His show quickly became a staple for his mostly black audience and a window into the city’s African-American culture for curious white listeners. When Tom Roche, the director of the Alley pat documentary, moved to Atlanta in the ’80s, he fell in love with Pat’s show. A former disc jockey himself, Roche began recording the shows on his off-days and wound up archiving more than 40 hours of Alley Pat that he stored in a shoebox for decades before making the film.

“As a former disc jockey, I could appreciate how he was joyously breaking all the rules: records at the wrong speed, air conditioner hum, carts that jammed. There was entertainment in the anarchy.”

Roche and a friend eventually worked up the nerve to visit Pat at the station. “He said, ‘You white boys ain’t got nothing better to do than to come down here and fuck with me?’ Then he laughed and welcomed us in.”

When Roche approached Pat about making a documentary more than a decade later, Pat says he “thought Roche just wanted to pick my brain and get information for free and then charge somebody for looking at it.” But the seven-years-in-the-making film was purely a labor of love for Roche. Besides scoring an interview with Andrew Young, it features tons of blues, jazz, and R&B classics from the likes John Lee Hooker, Count Basie, and Little Richard that he’d have to pay tens of thousands of dollars to license in order to distribute.
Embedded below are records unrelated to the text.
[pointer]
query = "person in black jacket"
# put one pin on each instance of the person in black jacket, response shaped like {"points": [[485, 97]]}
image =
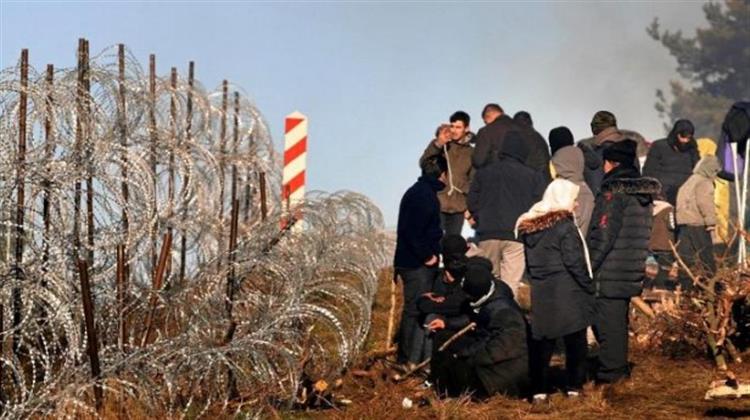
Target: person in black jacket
{"points": [[491, 359], [499, 193], [618, 245], [489, 139], [417, 249], [671, 160], [538, 150], [562, 291]]}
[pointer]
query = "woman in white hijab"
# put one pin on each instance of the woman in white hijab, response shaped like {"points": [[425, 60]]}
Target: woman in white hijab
{"points": [[562, 290]]}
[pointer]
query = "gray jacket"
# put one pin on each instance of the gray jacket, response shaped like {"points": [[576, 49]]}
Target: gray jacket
{"points": [[695, 199]]}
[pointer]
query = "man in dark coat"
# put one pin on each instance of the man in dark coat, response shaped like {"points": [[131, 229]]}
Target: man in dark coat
{"points": [[417, 249], [606, 133], [499, 193], [489, 139], [538, 150], [671, 160], [618, 245], [493, 358], [457, 148]]}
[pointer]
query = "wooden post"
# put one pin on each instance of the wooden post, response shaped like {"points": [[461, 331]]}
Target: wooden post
{"points": [[154, 138], [89, 158], [91, 339], [222, 152], [188, 135], [123, 269], [263, 197], [20, 197], [48, 153], [166, 248]]}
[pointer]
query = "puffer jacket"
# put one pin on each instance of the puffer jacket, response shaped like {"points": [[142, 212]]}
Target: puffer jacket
{"points": [[695, 200], [460, 171], [562, 292], [670, 165], [593, 149], [568, 162], [620, 231]]}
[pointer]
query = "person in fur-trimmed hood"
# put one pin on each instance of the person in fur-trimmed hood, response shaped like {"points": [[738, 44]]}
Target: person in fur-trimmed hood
{"points": [[562, 291], [618, 246]]}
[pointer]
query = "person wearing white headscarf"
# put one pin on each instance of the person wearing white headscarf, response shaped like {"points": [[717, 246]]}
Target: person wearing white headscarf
{"points": [[562, 289]]}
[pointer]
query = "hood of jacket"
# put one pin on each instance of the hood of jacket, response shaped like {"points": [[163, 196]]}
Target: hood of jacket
{"points": [[514, 146], [707, 167], [568, 162]]}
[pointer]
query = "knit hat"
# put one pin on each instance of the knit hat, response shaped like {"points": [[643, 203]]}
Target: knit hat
{"points": [[602, 120], [515, 146], [478, 279], [622, 152], [560, 137]]}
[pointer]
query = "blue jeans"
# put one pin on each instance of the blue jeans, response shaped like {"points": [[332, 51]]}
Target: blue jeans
{"points": [[412, 345]]}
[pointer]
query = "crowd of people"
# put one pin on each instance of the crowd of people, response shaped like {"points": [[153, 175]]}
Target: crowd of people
{"points": [[578, 223]]}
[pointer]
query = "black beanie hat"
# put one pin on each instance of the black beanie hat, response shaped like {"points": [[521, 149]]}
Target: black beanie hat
{"points": [[478, 278], [622, 152], [602, 120], [515, 146], [560, 137]]}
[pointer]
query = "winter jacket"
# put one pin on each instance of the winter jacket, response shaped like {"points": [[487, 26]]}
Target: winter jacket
{"points": [[489, 140], [538, 158], [418, 232], [670, 165], [620, 231], [562, 292], [568, 163], [458, 154], [593, 148], [503, 190], [695, 199], [662, 230], [497, 348]]}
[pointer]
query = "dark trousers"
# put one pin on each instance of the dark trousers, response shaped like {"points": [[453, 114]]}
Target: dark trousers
{"points": [[452, 223], [611, 330], [454, 377], [411, 340], [575, 362], [696, 248]]}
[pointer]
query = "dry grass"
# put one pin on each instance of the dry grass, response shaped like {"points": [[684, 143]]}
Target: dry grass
{"points": [[659, 388]]}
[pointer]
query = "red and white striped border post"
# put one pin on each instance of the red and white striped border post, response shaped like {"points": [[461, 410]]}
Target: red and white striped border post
{"points": [[295, 156]]}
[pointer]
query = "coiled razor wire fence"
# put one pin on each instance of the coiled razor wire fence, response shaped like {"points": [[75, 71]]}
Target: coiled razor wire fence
{"points": [[161, 198]]}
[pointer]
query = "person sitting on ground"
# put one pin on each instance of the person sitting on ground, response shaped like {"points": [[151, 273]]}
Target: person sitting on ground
{"points": [[491, 359], [562, 291], [696, 216]]}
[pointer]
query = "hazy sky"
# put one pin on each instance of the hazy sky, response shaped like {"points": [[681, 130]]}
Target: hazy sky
{"points": [[376, 78]]}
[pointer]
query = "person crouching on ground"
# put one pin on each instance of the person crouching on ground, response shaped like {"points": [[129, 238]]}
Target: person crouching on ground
{"points": [[562, 291], [618, 247], [696, 215], [417, 249], [493, 358]]}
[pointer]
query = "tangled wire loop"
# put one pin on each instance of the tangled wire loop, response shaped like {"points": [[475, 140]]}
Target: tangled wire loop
{"points": [[230, 326]]}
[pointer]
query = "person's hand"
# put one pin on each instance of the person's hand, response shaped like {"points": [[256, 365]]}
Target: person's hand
{"points": [[432, 297], [436, 325]]}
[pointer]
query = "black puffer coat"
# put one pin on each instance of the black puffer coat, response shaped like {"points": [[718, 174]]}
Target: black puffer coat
{"points": [[503, 190], [670, 165], [497, 348], [562, 292], [620, 231]]}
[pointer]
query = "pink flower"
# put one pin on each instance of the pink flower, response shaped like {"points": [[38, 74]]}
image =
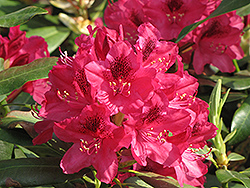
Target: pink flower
{"points": [[160, 55], [171, 16], [152, 129], [17, 50], [122, 84], [95, 140], [218, 43], [70, 92]]}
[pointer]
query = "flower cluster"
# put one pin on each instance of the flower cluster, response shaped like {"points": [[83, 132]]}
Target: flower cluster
{"points": [[114, 95], [215, 42], [17, 50]]}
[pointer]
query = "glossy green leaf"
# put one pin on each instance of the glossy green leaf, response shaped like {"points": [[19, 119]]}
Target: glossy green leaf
{"points": [[96, 10], [14, 77], [53, 35], [224, 7], [229, 136], [135, 182], [246, 172], [1, 64], [17, 116], [225, 176], [16, 136], [214, 103], [21, 16], [234, 82], [35, 172], [44, 150], [157, 180], [241, 123], [236, 96], [6, 150], [235, 157]]}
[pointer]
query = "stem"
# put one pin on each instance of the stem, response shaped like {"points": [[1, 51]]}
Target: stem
{"points": [[237, 68], [185, 46]]}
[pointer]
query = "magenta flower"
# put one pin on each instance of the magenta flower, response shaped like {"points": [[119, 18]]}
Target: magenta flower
{"points": [[218, 43], [189, 170], [17, 50], [160, 55], [171, 16], [122, 84], [95, 140], [130, 14]]}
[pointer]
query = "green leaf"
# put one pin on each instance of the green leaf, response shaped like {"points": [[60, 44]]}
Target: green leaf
{"points": [[1, 64], [224, 7], [235, 157], [234, 82], [225, 176], [53, 35], [214, 103], [16, 136], [21, 16], [34, 172], [246, 172], [241, 122], [157, 180], [17, 116], [229, 136], [135, 182], [14, 77], [97, 9], [8, 6], [6, 150]]}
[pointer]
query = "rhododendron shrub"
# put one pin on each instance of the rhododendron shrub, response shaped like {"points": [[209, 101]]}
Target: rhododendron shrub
{"points": [[17, 50], [114, 95], [215, 42]]}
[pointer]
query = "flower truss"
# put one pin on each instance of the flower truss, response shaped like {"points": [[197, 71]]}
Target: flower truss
{"points": [[17, 50], [215, 42], [116, 94]]}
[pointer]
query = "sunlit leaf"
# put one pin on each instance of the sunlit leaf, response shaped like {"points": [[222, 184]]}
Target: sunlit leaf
{"points": [[235, 157], [234, 82], [224, 7], [14, 77], [225, 176], [53, 35], [21, 16], [16, 136], [135, 182], [35, 171], [241, 122], [214, 102], [246, 172], [96, 10], [229, 136], [157, 180]]}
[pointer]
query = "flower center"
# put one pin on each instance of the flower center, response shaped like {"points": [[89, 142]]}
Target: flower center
{"points": [[82, 82], [134, 17], [174, 5], [148, 49], [90, 147], [93, 125], [153, 114], [120, 68]]}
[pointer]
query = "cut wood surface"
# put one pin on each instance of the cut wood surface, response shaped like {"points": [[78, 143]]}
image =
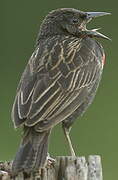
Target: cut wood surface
{"points": [[64, 168]]}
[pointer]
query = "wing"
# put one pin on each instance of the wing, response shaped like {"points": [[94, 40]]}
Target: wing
{"points": [[55, 87]]}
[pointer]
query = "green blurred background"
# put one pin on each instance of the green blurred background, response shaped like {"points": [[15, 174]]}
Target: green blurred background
{"points": [[97, 131]]}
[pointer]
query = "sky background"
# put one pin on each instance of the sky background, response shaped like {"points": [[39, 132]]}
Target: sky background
{"points": [[97, 131]]}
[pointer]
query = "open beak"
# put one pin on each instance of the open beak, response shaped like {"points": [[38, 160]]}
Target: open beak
{"points": [[96, 14], [94, 32]]}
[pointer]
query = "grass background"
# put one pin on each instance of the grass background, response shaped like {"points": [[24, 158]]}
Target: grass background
{"points": [[97, 131]]}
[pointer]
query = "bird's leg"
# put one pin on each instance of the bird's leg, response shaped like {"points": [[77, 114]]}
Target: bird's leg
{"points": [[66, 133]]}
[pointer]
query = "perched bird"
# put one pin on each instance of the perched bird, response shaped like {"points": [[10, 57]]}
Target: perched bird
{"points": [[58, 84]]}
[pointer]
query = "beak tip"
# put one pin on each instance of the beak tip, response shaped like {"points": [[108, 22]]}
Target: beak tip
{"points": [[97, 14]]}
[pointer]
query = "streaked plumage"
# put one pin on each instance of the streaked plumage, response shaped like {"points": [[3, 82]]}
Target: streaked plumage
{"points": [[58, 84]]}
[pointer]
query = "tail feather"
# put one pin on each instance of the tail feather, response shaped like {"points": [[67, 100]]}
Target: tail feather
{"points": [[32, 153]]}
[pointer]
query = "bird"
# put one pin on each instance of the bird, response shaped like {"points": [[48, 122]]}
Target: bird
{"points": [[58, 84]]}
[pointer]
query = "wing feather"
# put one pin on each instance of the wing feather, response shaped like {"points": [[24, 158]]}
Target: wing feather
{"points": [[51, 91]]}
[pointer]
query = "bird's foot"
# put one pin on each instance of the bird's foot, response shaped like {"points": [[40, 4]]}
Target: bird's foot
{"points": [[50, 161]]}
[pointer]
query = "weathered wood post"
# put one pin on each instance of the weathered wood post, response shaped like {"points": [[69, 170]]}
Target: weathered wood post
{"points": [[64, 168]]}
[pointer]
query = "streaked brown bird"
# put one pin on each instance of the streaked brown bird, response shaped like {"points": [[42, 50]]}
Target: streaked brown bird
{"points": [[58, 84]]}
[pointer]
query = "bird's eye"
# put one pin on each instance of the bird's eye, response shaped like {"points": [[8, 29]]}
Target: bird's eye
{"points": [[75, 21]]}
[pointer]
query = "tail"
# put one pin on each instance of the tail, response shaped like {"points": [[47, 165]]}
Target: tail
{"points": [[32, 153]]}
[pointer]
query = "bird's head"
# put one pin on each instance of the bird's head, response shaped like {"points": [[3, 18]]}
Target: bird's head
{"points": [[70, 21]]}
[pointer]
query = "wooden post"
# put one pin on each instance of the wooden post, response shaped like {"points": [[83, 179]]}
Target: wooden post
{"points": [[64, 168]]}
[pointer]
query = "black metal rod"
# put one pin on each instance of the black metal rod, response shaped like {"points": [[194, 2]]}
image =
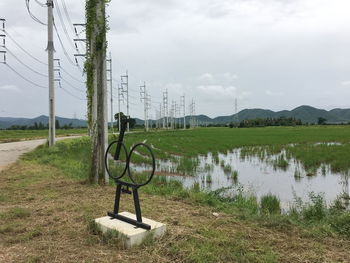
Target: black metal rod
{"points": [[137, 204], [117, 198], [120, 138], [130, 221]]}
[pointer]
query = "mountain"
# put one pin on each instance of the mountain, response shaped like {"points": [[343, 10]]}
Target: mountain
{"points": [[6, 122], [306, 114]]}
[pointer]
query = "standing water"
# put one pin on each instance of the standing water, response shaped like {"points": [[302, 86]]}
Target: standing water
{"points": [[260, 175]]}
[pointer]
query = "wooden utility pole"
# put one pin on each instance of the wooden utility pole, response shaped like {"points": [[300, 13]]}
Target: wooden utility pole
{"points": [[96, 70]]}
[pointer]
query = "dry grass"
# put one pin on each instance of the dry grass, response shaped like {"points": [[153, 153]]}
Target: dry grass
{"points": [[44, 217]]}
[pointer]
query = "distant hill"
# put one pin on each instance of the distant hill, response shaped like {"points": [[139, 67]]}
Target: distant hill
{"points": [[6, 122], [306, 114]]}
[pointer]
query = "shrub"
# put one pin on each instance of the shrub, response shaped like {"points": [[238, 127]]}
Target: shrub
{"points": [[341, 224], [317, 209], [270, 204]]}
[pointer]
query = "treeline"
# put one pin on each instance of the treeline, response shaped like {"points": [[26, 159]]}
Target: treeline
{"points": [[41, 126], [264, 122]]}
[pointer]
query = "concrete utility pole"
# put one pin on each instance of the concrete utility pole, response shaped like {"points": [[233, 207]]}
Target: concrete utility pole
{"points": [[120, 99], [50, 50], [236, 112], [160, 116], [166, 109], [3, 46], [144, 98], [111, 87], [125, 89], [96, 53], [183, 106]]}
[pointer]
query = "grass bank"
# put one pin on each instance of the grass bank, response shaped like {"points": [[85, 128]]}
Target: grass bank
{"points": [[20, 135], [46, 208]]}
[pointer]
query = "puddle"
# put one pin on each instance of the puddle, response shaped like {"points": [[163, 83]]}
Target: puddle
{"points": [[264, 173]]}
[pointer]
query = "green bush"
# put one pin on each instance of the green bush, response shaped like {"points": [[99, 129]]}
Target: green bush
{"points": [[317, 209], [341, 224], [270, 204]]}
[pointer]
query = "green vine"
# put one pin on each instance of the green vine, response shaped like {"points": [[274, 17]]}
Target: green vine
{"points": [[94, 44]]}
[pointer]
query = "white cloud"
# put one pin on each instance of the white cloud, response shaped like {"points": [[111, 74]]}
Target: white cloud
{"points": [[206, 77], [345, 83], [274, 93], [11, 88]]}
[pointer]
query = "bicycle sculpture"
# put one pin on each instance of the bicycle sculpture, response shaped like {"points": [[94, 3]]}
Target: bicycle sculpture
{"points": [[118, 164]]}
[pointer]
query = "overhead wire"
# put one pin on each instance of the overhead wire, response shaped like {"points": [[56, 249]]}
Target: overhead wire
{"points": [[25, 51], [65, 71], [26, 79], [61, 43], [39, 3], [33, 16], [68, 92], [65, 81], [63, 24], [21, 62]]}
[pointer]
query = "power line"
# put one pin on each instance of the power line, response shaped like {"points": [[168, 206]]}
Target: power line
{"points": [[31, 82], [65, 71], [71, 85], [68, 92], [39, 3], [28, 67], [25, 51], [60, 40], [33, 16], [63, 24]]}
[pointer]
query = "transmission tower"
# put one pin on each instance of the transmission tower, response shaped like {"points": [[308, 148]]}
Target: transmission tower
{"points": [[183, 106], [120, 100], [236, 112], [110, 80], [165, 109], [144, 98], [3, 46], [125, 89]]}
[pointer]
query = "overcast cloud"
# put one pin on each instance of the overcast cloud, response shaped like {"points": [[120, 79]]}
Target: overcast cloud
{"points": [[273, 54]]}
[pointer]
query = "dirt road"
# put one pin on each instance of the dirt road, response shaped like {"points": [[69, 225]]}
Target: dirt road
{"points": [[10, 152]]}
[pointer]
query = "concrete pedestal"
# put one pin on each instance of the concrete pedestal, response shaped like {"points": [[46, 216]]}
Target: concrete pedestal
{"points": [[129, 234]]}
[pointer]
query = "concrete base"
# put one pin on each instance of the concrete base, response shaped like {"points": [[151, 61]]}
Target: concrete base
{"points": [[128, 234]]}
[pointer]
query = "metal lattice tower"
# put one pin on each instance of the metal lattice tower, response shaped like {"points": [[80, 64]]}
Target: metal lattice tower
{"points": [[125, 90]]}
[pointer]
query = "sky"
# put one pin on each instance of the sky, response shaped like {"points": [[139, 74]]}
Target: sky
{"points": [[271, 54]]}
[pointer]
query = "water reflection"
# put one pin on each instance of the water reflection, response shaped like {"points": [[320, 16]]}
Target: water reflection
{"points": [[262, 173]]}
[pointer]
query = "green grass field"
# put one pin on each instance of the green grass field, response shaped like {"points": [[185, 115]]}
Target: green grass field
{"points": [[190, 143], [49, 185], [19, 135]]}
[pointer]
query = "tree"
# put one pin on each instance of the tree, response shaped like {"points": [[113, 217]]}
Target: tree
{"points": [[95, 68]]}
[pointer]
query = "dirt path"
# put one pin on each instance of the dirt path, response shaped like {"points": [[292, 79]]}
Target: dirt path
{"points": [[10, 152]]}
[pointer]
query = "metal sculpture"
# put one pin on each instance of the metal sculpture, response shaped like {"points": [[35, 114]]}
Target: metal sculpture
{"points": [[122, 185]]}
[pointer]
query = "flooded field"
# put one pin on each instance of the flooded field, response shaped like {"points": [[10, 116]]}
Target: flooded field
{"points": [[259, 171]]}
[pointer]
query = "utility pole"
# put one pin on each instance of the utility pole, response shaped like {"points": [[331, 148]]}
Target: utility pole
{"points": [[160, 116], [125, 89], [236, 112], [166, 109], [183, 106], [144, 98], [120, 99], [50, 50], [111, 86], [97, 75], [3, 46]]}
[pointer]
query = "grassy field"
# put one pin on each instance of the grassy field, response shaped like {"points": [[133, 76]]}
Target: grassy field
{"points": [[19, 135], [257, 141], [46, 208]]}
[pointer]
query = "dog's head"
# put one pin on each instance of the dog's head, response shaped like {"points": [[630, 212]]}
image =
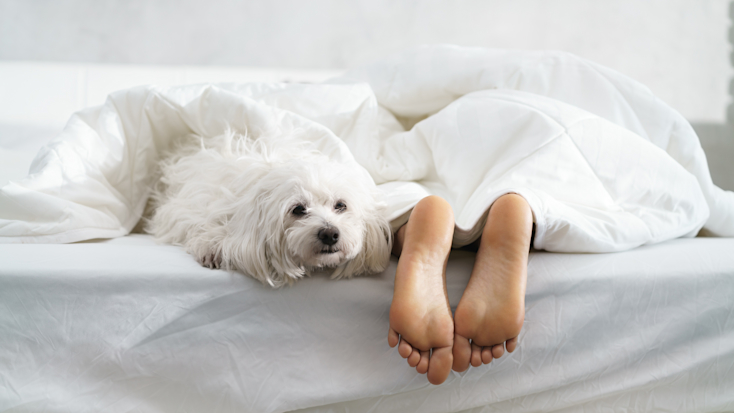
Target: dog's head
{"points": [[306, 213]]}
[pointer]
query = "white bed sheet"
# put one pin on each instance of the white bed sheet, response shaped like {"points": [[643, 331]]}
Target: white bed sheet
{"points": [[128, 325]]}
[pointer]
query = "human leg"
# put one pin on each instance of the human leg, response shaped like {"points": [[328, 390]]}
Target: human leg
{"points": [[420, 317], [492, 309]]}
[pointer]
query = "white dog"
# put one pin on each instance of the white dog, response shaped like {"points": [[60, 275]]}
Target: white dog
{"points": [[273, 209]]}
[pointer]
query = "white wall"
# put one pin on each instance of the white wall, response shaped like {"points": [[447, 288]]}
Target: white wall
{"points": [[679, 48]]}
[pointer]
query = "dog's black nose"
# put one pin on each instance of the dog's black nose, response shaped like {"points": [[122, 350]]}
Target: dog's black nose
{"points": [[329, 235]]}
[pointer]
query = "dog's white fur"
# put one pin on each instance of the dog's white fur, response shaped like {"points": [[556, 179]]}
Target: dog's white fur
{"points": [[257, 206]]}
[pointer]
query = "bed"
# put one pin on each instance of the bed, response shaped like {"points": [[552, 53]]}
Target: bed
{"points": [[126, 324]]}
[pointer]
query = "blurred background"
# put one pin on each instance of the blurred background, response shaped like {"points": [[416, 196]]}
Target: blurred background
{"points": [[60, 56]]}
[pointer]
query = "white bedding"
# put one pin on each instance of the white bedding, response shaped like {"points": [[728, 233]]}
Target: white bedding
{"points": [[604, 165], [128, 325]]}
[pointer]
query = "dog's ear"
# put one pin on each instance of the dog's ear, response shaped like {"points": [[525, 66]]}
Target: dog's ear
{"points": [[375, 254], [257, 246]]}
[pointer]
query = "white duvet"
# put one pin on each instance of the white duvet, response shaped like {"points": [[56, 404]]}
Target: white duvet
{"points": [[604, 164]]}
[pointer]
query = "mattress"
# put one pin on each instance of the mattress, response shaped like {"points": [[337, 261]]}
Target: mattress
{"points": [[129, 325]]}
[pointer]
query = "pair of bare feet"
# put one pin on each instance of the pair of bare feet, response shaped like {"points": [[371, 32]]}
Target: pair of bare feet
{"points": [[491, 312]]}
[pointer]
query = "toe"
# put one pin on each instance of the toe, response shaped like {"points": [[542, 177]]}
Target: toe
{"points": [[440, 365], [393, 338], [404, 348], [511, 344], [461, 352], [414, 358], [476, 355], [498, 350], [422, 366], [486, 355]]}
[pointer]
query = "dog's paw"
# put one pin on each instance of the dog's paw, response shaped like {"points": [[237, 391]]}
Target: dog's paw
{"points": [[211, 260]]}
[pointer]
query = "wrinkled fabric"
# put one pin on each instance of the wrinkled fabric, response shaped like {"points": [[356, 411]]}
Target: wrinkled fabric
{"points": [[129, 325], [604, 165]]}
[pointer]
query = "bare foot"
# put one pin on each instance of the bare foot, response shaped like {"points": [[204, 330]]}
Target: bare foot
{"points": [[492, 309], [420, 316]]}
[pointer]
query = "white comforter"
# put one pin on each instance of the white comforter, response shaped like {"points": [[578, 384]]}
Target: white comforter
{"points": [[604, 164]]}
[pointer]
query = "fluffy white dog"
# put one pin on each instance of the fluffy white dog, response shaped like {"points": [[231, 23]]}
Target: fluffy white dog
{"points": [[273, 209]]}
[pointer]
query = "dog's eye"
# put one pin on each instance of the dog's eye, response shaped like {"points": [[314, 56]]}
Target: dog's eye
{"points": [[299, 211]]}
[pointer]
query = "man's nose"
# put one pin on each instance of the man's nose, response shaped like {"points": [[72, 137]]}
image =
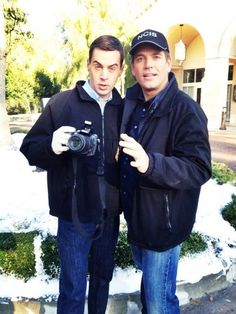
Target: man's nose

All he ever wanted to do was expose more people to the legend of Alley Pat, anyway. “When I started making this film, I discovered that everybody on the south side knew who Pat was and nobody on the north side knew who Pat was,” he says. “The film really captures the pulse of Atlanta. ... The way that blacks and whites kind of get along and go out and have a good laugh; we kind of have a nod and a wink to the civil rights struggle.”

It also cements Alley Pat’s status as a cultural force in this town. In February 2012, he received unsung hero honors from President Barack Obama at the White House along with four other senior African-Americans. As for his own thoughts on his enduring legacy, “It may not last through yesterday,” he says. “But at least I left some kind of memory around, good, bad, or otherwise.”